Primary sclerosing cholangitis (PSC) is a disorder of unknown etiology that is characterized by a progressive, inflammatory, sclerosing, and obliterative process affecting medium-sized and large extrahepatic or intrahepatic bile ducts, or both. A vast majority of patients (prevalence rates range from 70% to 90%) have underling inflammatory bowel disease, especially ulcerative colitis. PSC has also been associated (although rarely) with multifocal fibrosclerosis syndromes such as retroperitoneal, mediastinal, and periureteral fibrosis. In retrospect, it appears that some of these latter cases actually represented patients with autoimmune pancreatitis and bile duct strictures masquerading as PSC.

The median survival of patients with PSC from time of diagnosis to death in several series has ranged from 9 to 12 years. Late in the course of the disease, complete biliary obstruction, secondary biliary cirrhosis, portal hypertension with bleeding varices, liver failure, and development of cholangiocarcinoma may occur.

A. Symptoms and Signs

Patients with PSC are often asymptomatic at the time of diagnosis. The disorder is often suspected in patients with inflammatory bowel disease who have a persistent and other-wise unexplained abnormal elevation in serum alkaline phosphatase (ie, values at least two times the upper limit of normal), and with abnormal values persisting for longer than 6 months. Asymptomatic patients with persistent elevations of serum alkaline phosphatase are often screened for PSC, and many actually turn out to have the disease.

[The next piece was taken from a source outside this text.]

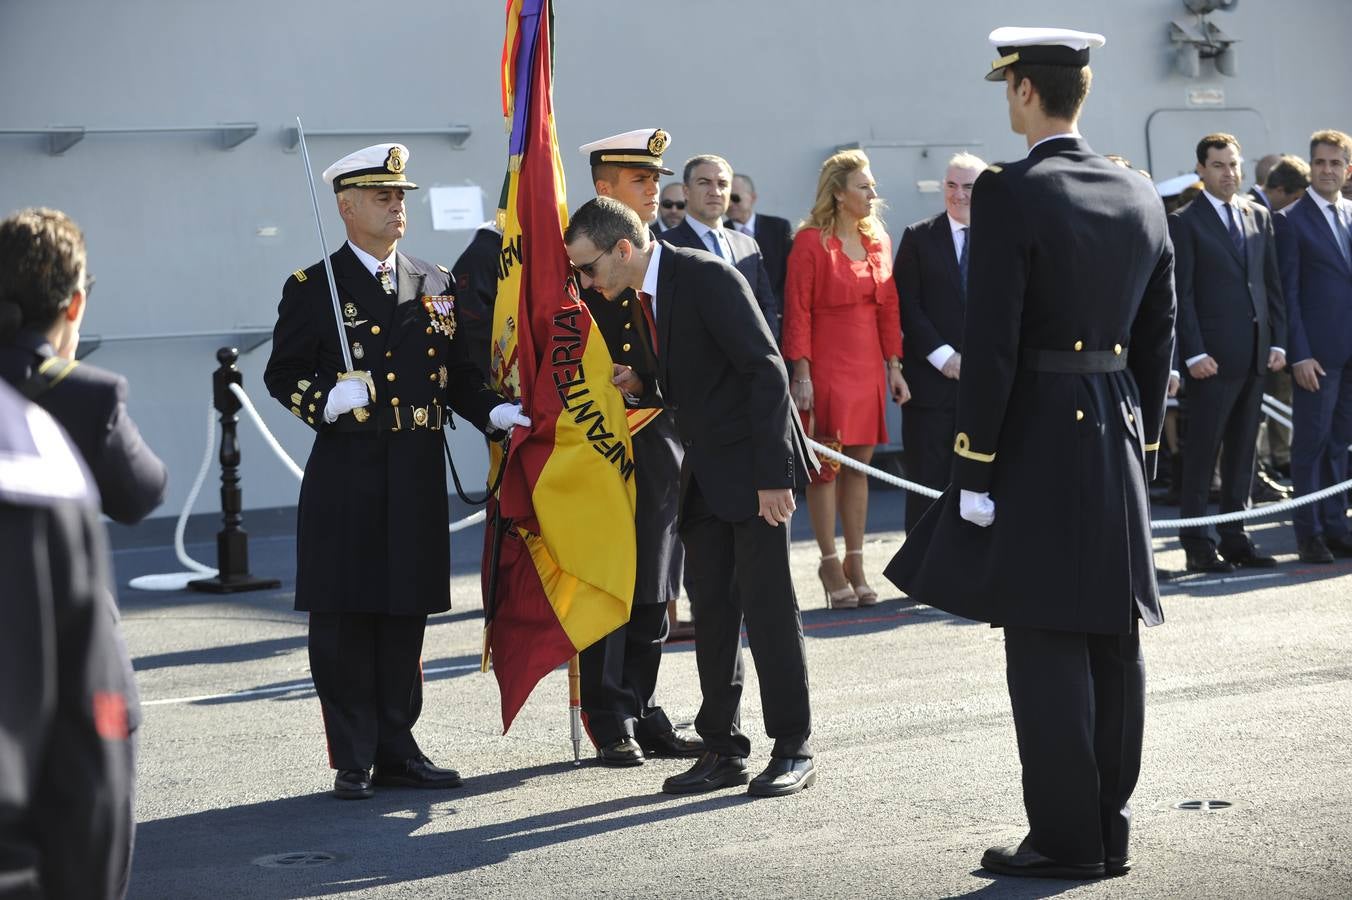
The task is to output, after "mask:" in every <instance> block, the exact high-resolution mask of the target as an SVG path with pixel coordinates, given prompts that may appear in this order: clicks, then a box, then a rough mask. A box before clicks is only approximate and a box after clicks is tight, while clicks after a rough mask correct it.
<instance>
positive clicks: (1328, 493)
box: [807, 395, 1352, 531]
mask: <svg viewBox="0 0 1352 900" xmlns="http://www.w3.org/2000/svg"><path fill="white" fill-rule="evenodd" d="M1263 400H1264V403H1268V401H1271V403H1272V405H1274V407H1278V408H1284V409H1287V411H1290V407H1287V405H1286V404H1283V403H1282V401H1280V400H1275V399H1272V397H1270V396H1268V395H1263ZM1263 411H1264V412H1265V414H1267V415H1268V418H1271V419H1274V420H1276V422H1278V423H1280V424H1283V426H1284V427H1287V428H1290V427H1291V422H1290V420H1288V419H1286V418H1284V416H1282V415H1280V414H1278V412H1276V411H1275V409H1270V408H1267V405H1264V408H1263ZM807 443H808V445H810V446H811V447H813V450H814V451H815V453H817V455H819V457H826V458H827V459H834V461H836V462H840V464H841V465H842V466H849V468H850V469H854V470H857V472H863V473H864V474H867V476H869V477H871V478H877V480H879V481H882V482H883V484H890V485H892V486H894V488H902V489H904V491H910V492H913V493H918V495H921V496H925V497H929V499H932V500H933V499H937V497H940V496H942V493H944V492H942V491H936V489H934V488H929V486H926V485H922V484H915V482H914V481H907V480H906V478H898V477H896V476H894V474H888V473H887V472H882V470H880V469H875V468H873V466H869V465H865V464H863V462H860V461H859V459H853V458H850V457H848V455H845V454H844V453H840V451H838V450H831V449H830V447H826V446H822V445H821V443H818V442H815V441H813V439H808V441H807ZM1349 450H1352V447H1349ZM1349 488H1352V478H1348V480H1347V481H1344V482H1341V484H1336V485H1332V486H1328V488H1324V489H1322V491H1315V492H1314V493H1307V495H1303V496H1301V497H1295V499H1294V500H1283V501H1282V503H1274V504H1271V505H1265V507H1261V508H1253V509H1238V511H1236V512H1222V514H1220V515H1214V516H1194V518H1191V519H1156V520H1152V522H1151V528H1152V530H1153V531H1168V530H1171V528H1194V527H1203V526H1211V524H1222V523H1226V522H1240V520H1244V519H1265V518H1268V516H1272V515H1276V514H1282V512H1288V511H1291V509H1295V508H1298V507H1303V505H1307V504H1311V503H1318V501H1320V500H1324V499H1325V497H1332V496H1334V495H1337V493H1341V492H1344V491H1348V489H1349Z"/></svg>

Symptomatic patients who have PSC often present with signs and symptoms of chronic biliary obstruction, right upper quadrant abdominal pain, pruritus, jaundice, and acute cholangitis. Fatigue and pruritus are common features at presentation.

B. Laboratory Findings

Liver tests usually demonstrate a cholestatic pattern, with serum alkaline phosphatase disproportionately elevated to levels 4–10 times normal and serum aminotransferase that is usually 300 IU/L or less. Serum albumin and globulin levels are usually normal except in patients with advanced disease. As noted later, in the discussion of differential diagnosis, the presence of positive tests for antinuclear antibodies or smooth muscle antibodies, or both, should raise the suspicion of PSC–autoimmune hepatitis (AIH) overlap syndrome.

C. Imaging Studies

The diagnosis of PSC is usually established by demonstration of the characteristic multifocal stricturing with normal and/or dilated areas of intrahepatic or extrahepatic bile ducts, or both, on cholangiography. The typical appearance reveals narrowing and beading of the bile ducts (Figure 53–1). These abnormalities can be demonstrated by either MRCP or ERCP. MRCP is currently preferred as it is a noninvasive procedure and does not carry the risk of either pancreatitis or cholangitis. The vast majority of patients (~85%) have both intrahepatic and extrahepatic bile duct strictures, approximately 10–15% have intrahepatic bile duct strictures alone, and 2–4% have extrahepatic biliary strictures alone.

It should be emphasized that patients with small duct PSC do not demonstrate cholangiographic abnormalities. In these patients, diagnosis is suspected on the basis of an elevated serum alkaline phosphatase level and established by a liver biopsy in conjunction with other clinical features.

D. Histologic Findings

Liver biopsy findings often support the diagnosis of PSC. The most characteristic histologic finding is fibrous obliteration of small bile ducts with concentric replacement by connective tissue in an “onion skin” pattern (Plate 99). More often, histologic abnormalities in PSC are nonspecific and may be similar to those seen in primary biliary cirrhosis.

PSC is frequently staged according to the histopathologic findings. In stage 1 disease, there is enlargement, mononuclear cell infiltration, and scarring in the portal triads. Stage 2 disease is characterized by fibrosis extending into the surrounding parenchyma, stage 3 by bridging fibrosis, and stage 4 by cirrhosis (Figure 53–2).